Jill Fegley, a marine biologist for the North Carolina Coastal Reserve, has studied rockweed since conducting her Ph.D research under Vadas in the late 1990s. She found a temporary decrease in some species (and an increase in dog whelk) immediately after experimental harvest, with all species recovering to their original abundances within two years. Tom Trott, working with the Bigelow Lab's Peter Larsen, also did not find any changes in assemblages of species or the abundance of periwinkle snails.
Heightened attention to rockweed has prompted claims that rockweed is a "keystone species" in the Gulf of Maine. While used casually as a synonym for "important," the term has a scientific meaning, defined by University of Washington zoologist Robert Paine in 1969: A keystone species is one whose impacts on its community or ecosystem are large and greater than would be expected from its relative abundance or total biomass.
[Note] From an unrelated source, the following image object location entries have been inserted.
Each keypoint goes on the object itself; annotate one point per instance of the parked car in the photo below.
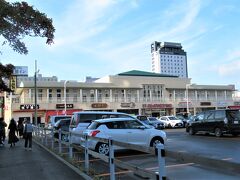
(81, 120)
(184, 117)
(156, 123)
(126, 130)
(150, 121)
(171, 121)
(64, 125)
(219, 122)
(54, 119)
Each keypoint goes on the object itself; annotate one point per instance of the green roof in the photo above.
(144, 73)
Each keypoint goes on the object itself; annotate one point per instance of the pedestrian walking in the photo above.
(28, 129)
(12, 138)
(2, 131)
(20, 128)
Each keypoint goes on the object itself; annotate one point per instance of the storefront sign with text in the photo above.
(60, 106)
(99, 105)
(28, 106)
(157, 106)
(130, 105)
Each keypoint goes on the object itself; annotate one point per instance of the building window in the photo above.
(59, 95)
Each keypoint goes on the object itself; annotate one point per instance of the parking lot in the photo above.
(225, 148)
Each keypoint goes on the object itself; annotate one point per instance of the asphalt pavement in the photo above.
(17, 163)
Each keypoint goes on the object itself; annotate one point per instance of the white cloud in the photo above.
(229, 69)
(233, 54)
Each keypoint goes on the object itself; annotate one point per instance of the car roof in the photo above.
(99, 112)
(61, 116)
(113, 120)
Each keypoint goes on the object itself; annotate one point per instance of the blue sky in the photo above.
(106, 37)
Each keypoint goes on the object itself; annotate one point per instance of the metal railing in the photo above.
(46, 137)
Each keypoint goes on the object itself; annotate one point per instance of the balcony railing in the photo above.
(57, 100)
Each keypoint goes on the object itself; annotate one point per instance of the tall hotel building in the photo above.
(169, 58)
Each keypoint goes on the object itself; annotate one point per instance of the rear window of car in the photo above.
(233, 115)
(93, 125)
(57, 118)
(173, 118)
(142, 118)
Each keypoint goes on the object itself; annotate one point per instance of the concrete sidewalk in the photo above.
(38, 164)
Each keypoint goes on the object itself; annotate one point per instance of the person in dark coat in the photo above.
(20, 128)
(2, 131)
(12, 138)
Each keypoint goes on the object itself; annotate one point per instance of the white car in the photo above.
(126, 130)
(171, 121)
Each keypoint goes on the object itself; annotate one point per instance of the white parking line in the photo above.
(227, 159)
(174, 165)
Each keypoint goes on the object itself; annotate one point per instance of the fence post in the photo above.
(161, 162)
(52, 133)
(111, 159)
(86, 153)
(70, 145)
(59, 141)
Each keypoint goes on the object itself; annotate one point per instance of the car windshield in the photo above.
(152, 119)
(233, 115)
(173, 118)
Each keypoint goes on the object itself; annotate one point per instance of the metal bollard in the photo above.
(45, 136)
(52, 134)
(70, 145)
(111, 159)
(42, 135)
(86, 153)
(59, 140)
(161, 162)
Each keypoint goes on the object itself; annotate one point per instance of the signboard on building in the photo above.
(236, 103)
(205, 103)
(13, 83)
(128, 105)
(28, 106)
(156, 106)
(99, 105)
(221, 104)
(61, 106)
(20, 71)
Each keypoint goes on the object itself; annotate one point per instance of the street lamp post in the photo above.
(187, 87)
(65, 101)
(35, 92)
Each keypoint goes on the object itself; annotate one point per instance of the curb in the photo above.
(85, 176)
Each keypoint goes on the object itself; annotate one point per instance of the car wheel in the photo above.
(235, 134)
(103, 148)
(218, 132)
(64, 137)
(191, 131)
(156, 141)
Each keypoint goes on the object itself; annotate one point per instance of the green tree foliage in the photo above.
(5, 73)
(18, 20)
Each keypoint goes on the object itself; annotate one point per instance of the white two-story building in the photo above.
(133, 92)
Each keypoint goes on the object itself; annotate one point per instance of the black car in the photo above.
(219, 122)
(151, 121)
(64, 125)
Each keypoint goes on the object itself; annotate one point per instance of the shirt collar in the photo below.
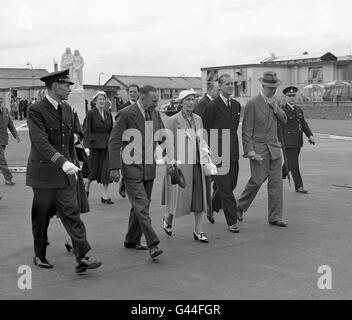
(224, 99)
(210, 97)
(290, 105)
(52, 101)
(141, 109)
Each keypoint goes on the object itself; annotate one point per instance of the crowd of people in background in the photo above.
(187, 186)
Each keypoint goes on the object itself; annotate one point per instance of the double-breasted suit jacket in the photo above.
(52, 143)
(202, 103)
(294, 128)
(259, 129)
(217, 115)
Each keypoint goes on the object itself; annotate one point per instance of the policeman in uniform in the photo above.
(51, 171)
(292, 134)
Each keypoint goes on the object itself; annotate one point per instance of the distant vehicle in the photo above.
(170, 108)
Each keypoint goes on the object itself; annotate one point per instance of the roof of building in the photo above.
(21, 73)
(302, 58)
(159, 82)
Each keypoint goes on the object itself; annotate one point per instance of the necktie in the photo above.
(147, 116)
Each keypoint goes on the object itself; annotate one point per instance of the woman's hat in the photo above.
(99, 93)
(177, 176)
(270, 79)
(184, 94)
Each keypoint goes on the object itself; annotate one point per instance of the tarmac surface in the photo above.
(262, 262)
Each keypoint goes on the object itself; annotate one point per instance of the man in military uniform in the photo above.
(51, 171)
(292, 134)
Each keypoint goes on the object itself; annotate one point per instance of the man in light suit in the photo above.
(261, 146)
(223, 114)
(138, 175)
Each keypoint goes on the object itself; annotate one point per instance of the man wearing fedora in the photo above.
(262, 148)
(292, 134)
(223, 114)
(51, 171)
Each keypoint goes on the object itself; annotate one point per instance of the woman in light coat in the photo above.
(189, 154)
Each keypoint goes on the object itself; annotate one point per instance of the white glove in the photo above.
(70, 168)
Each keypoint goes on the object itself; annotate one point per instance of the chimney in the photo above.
(56, 66)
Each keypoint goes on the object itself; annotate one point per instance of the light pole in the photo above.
(30, 64)
(101, 73)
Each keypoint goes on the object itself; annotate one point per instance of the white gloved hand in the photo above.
(70, 168)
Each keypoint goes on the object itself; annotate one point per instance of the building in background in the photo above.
(168, 87)
(309, 72)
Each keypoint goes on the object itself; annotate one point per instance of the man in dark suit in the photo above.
(51, 171)
(292, 134)
(133, 92)
(6, 123)
(223, 114)
(212, 92)
(139, 121)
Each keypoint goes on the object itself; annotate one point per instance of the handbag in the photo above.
(209, 168)
(177, 176)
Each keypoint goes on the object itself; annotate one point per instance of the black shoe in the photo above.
(135, 246)
(234, 228)
(107, 201)
(210, 217)
(278, 224)
(239, 214)
(68, 247)
(42, 263)
(9, 182)
(201, 237)
(154, 252)
(122, 193)
(301, 190)
(167, 228)
(87, 264)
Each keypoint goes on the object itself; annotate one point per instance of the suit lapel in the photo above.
(138, 118)
(51, 109)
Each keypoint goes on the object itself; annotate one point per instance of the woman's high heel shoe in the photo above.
(68, 247)
(167, 228)
(200, 237)
(107, 201)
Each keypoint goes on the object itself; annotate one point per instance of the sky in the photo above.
(169, 38)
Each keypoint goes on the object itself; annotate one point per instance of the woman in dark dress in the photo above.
(97, 127)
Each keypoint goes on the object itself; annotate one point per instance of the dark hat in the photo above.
(270, 79)
(177, 176)
(290, 90)
(58, 76)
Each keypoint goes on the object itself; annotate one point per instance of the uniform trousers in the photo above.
(65, 200)
(293, 166)
(223, 197)
(3, 164)
(261, 171)
(139, 193)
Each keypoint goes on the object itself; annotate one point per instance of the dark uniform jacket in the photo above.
(52, 143)
(6, 123)
(201, 105)
(132, 118)
(97, 130)
(294, 128)
(217, 115)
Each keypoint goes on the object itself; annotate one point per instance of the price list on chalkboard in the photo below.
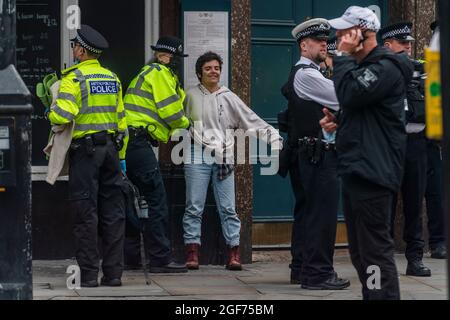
(38, 54)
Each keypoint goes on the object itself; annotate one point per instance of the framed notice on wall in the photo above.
(205, 31)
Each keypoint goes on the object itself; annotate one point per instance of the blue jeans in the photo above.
(197, 181)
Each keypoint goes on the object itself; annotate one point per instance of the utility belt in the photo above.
(417, 135)
(92, 140)
(142, 132)
(314, 148)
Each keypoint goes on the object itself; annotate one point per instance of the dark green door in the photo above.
(273, 54)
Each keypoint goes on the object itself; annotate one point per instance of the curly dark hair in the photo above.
(205, 58)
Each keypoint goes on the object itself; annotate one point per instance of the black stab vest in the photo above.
(303, 115)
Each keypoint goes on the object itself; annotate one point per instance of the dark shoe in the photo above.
(89, 284)
(417, 269)
(192, 252)
(130, 267)
(111, 282)
(295, 278)
(333, 283)
(440, 252)
(169, 268)
(234, 259)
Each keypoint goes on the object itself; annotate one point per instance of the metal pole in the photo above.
(444, 23)
(7, 33)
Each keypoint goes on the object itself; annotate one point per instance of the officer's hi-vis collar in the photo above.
(81, 64)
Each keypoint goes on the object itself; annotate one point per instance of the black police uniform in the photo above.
(312, 167)
(371, 143)
(433, 198)
(95, 188)
(415, 170)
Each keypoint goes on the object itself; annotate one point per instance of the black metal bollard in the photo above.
(15, 188)
(7, 33)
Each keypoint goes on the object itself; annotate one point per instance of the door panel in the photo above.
(274, 52)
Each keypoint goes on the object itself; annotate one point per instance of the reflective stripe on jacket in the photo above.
(91, 96)
(154, 100)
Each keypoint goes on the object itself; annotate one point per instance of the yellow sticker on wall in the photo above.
(433, 95)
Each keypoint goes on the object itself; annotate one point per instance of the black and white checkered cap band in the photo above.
(86, 46)
(394, 33)
(162, 46)
(365, 24)
(311, 30)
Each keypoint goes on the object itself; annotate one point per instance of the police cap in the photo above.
(398, 31)
(91, 39)
(171, 45)
(315, 28)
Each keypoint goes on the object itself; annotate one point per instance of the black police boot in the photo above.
(296, 277)
(440, 252)
(417, 269)
(132, 267)
(89, 284)
(111, 282)
(169, 268)
(333, 283)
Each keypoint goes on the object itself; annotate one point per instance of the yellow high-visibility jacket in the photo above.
(154, 101)
(91, 96)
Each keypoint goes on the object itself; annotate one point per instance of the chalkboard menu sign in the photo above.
(38, 54)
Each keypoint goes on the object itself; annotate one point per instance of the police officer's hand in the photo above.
(351, 42)
(328, 123)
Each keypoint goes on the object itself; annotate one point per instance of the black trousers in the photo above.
(132, 247)
(413, 192)
(97, 200)
(433, 196)
(367, 209)
(143, 171)
(315, 217)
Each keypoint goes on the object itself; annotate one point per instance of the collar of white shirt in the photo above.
(307, 61)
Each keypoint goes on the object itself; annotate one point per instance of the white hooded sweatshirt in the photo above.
(216, 116)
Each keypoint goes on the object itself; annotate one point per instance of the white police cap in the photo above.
(357, 16)
(315, 28)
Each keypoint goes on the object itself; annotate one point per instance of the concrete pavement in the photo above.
(266, 279)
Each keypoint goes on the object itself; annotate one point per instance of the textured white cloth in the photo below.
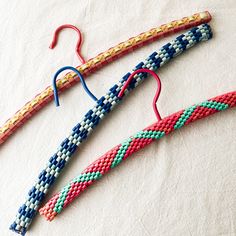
(183, 184)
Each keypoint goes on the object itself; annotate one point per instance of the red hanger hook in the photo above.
(78, 45)
(157, 92)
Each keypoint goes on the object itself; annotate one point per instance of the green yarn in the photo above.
(214, 105)
(184, 117)
(150, 134)
(121, 152)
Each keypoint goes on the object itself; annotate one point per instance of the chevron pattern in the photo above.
(93, 117)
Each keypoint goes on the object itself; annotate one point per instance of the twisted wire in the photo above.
(133, 144)
(43, 98)
(92, 118)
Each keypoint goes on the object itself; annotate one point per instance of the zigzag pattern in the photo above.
(92, 118)
(124, 150)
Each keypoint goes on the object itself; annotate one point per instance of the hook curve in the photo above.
(157, 92)
(78, 45)
(54, 84)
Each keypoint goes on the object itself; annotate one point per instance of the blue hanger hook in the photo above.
(54, 84)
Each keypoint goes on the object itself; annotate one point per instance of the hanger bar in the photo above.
(140, 140)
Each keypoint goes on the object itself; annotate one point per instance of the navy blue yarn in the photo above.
(56, 98)
(94, 119)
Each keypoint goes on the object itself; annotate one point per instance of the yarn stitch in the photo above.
(43, 98)
(124, 150)
(92, 118)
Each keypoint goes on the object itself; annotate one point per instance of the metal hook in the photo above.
(157, 92)
(78, 45)
(55, 91)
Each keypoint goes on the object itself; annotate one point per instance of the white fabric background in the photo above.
(183, 184)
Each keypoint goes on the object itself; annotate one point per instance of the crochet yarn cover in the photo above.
(43, 98)
(133, 144)
(104, 105)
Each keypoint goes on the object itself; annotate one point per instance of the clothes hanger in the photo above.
(93, 64)
(93, 117)
(140, 140)
(55, 92)
(79, 42)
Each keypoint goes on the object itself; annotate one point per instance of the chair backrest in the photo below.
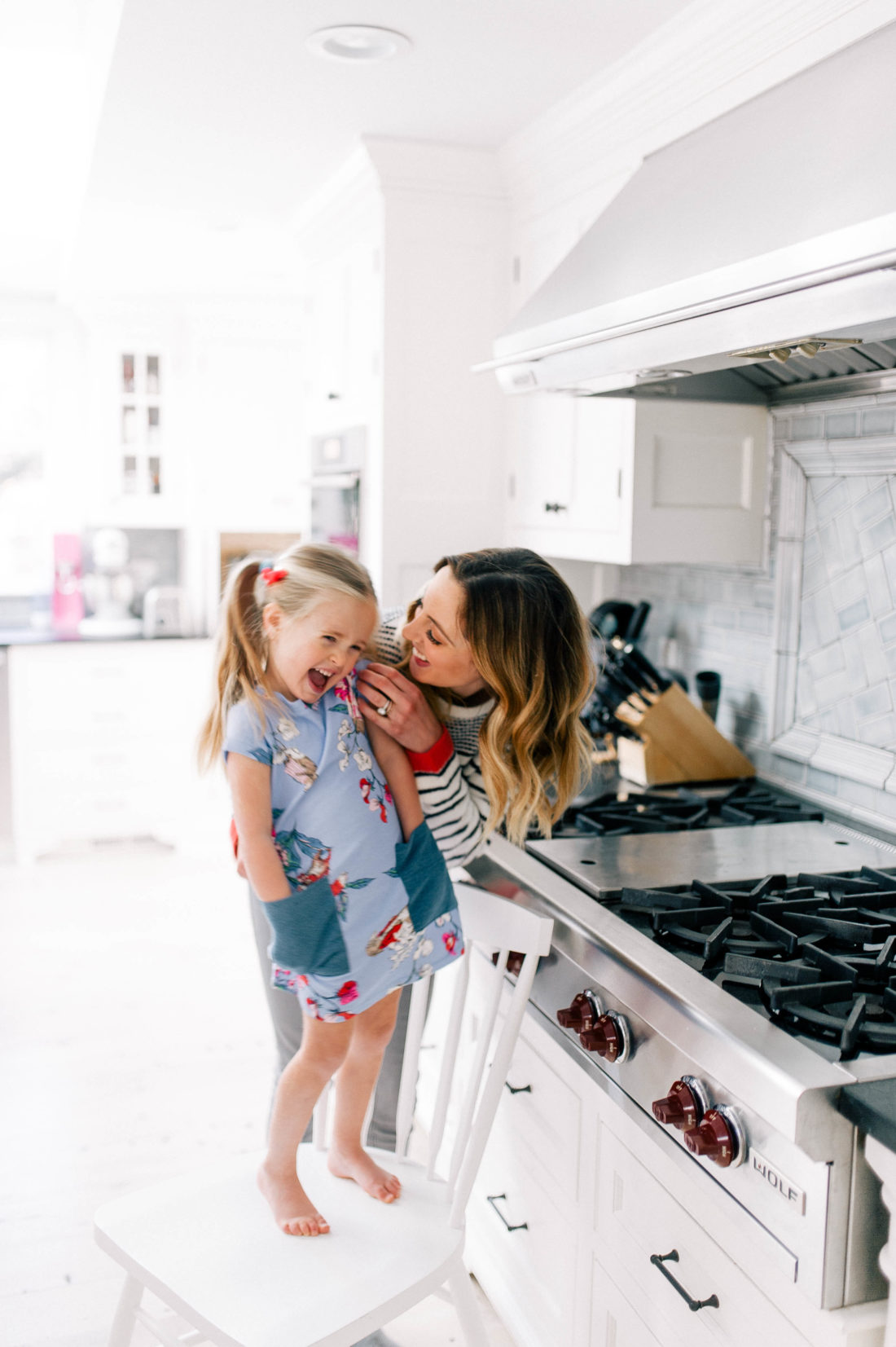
(492, 927)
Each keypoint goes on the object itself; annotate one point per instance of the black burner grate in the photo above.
(657, 811)
(815, 953)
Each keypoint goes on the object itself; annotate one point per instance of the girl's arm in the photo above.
(251, 795)
(399, 775)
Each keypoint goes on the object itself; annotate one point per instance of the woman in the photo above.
(486, 697)
(483, 686)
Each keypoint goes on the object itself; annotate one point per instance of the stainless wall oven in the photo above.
(337, 480)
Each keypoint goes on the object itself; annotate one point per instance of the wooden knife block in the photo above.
(678, 742)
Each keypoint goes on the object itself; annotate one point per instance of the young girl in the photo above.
(333, 842)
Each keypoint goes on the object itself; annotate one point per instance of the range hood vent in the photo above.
(774, 225)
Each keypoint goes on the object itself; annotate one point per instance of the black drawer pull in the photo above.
(658, 1260)
(502, 1196)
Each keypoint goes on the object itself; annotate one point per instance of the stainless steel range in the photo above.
(729, 981)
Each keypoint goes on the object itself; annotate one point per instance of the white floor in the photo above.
(134, 1044)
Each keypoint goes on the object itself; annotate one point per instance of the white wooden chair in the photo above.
(208, 1248)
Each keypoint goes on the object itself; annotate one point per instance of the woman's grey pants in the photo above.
(286, 1016)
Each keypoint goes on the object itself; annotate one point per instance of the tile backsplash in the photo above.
(724, 617)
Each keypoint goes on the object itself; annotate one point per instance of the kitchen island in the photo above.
(99, 741)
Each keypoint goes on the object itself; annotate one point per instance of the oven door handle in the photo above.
(658, 1260)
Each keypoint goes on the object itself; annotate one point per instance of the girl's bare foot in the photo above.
(356, 1164)
(292, 1210)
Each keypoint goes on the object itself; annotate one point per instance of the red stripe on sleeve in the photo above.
(436, 757)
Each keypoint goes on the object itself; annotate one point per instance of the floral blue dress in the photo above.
(367, 912)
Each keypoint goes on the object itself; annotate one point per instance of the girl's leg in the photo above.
(288, 1020)
(354, 1082)
(323, 1050)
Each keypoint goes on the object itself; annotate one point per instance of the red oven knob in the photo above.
(720, 1138)
(683, 1106)
(581, 1015)
(609, 1037)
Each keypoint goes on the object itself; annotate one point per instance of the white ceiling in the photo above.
(217, 107)
(216, 121)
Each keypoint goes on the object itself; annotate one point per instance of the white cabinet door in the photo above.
(700, 482)
(613, 1320)
(621, 480)
(345, 325)
(542, 469)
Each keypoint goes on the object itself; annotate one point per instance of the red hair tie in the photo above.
(272, 577)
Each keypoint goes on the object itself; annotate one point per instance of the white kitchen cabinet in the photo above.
(529, 1211)
(628, 480)
(581, 1196)
(345, 314)
(403, 252)
(103, 742)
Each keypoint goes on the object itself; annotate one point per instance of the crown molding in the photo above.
(708, 59)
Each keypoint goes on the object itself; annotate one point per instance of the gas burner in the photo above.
(682, 808)
(817, 953)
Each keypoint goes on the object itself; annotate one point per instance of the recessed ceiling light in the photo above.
(358, 42)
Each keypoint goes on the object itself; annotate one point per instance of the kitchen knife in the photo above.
(643, 670)
(636, 624)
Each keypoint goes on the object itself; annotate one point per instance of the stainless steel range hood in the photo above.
(770, 227)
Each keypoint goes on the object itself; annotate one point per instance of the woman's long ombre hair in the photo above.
(529, 640)
(296, 581)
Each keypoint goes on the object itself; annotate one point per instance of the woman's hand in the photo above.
(410, 720)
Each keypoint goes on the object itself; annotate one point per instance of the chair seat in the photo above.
(209, 1246)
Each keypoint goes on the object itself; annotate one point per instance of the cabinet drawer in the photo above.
(531, 1266)
(613, 1322)
(636, 1219)
(543, 1114)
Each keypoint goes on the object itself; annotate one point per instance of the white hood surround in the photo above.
(770, 224)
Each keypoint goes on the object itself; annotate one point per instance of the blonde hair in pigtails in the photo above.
(296, 581)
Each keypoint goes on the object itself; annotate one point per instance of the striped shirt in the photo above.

In other words, keystones are only those species having a large, disproportionate effect, with respect to their biomass or abundance, on their community. According to Jill Fegley, rockweed does not meet this definition. "I personally would not call rockweed a keystone species. I would consider rockweed to be an ecosystem engineer because of its three-dimensional structure," she said.
Common eiders, black ducks, and mallards feed in rockweed beds; a study by Diana Hamilton at the University of Guelph in Ontario found that while rockweed harvest had no overall effect on the invertebrate community, it did reduce the effectiveness of ducklings feeding at the top of the rockweed canopy.
The fact that none of these studies focused on community-scale effects or long-term impacts has some calling for the establishment of long-term monitoring at harvested and protected sites in Maine, as has been done in New Brunswick.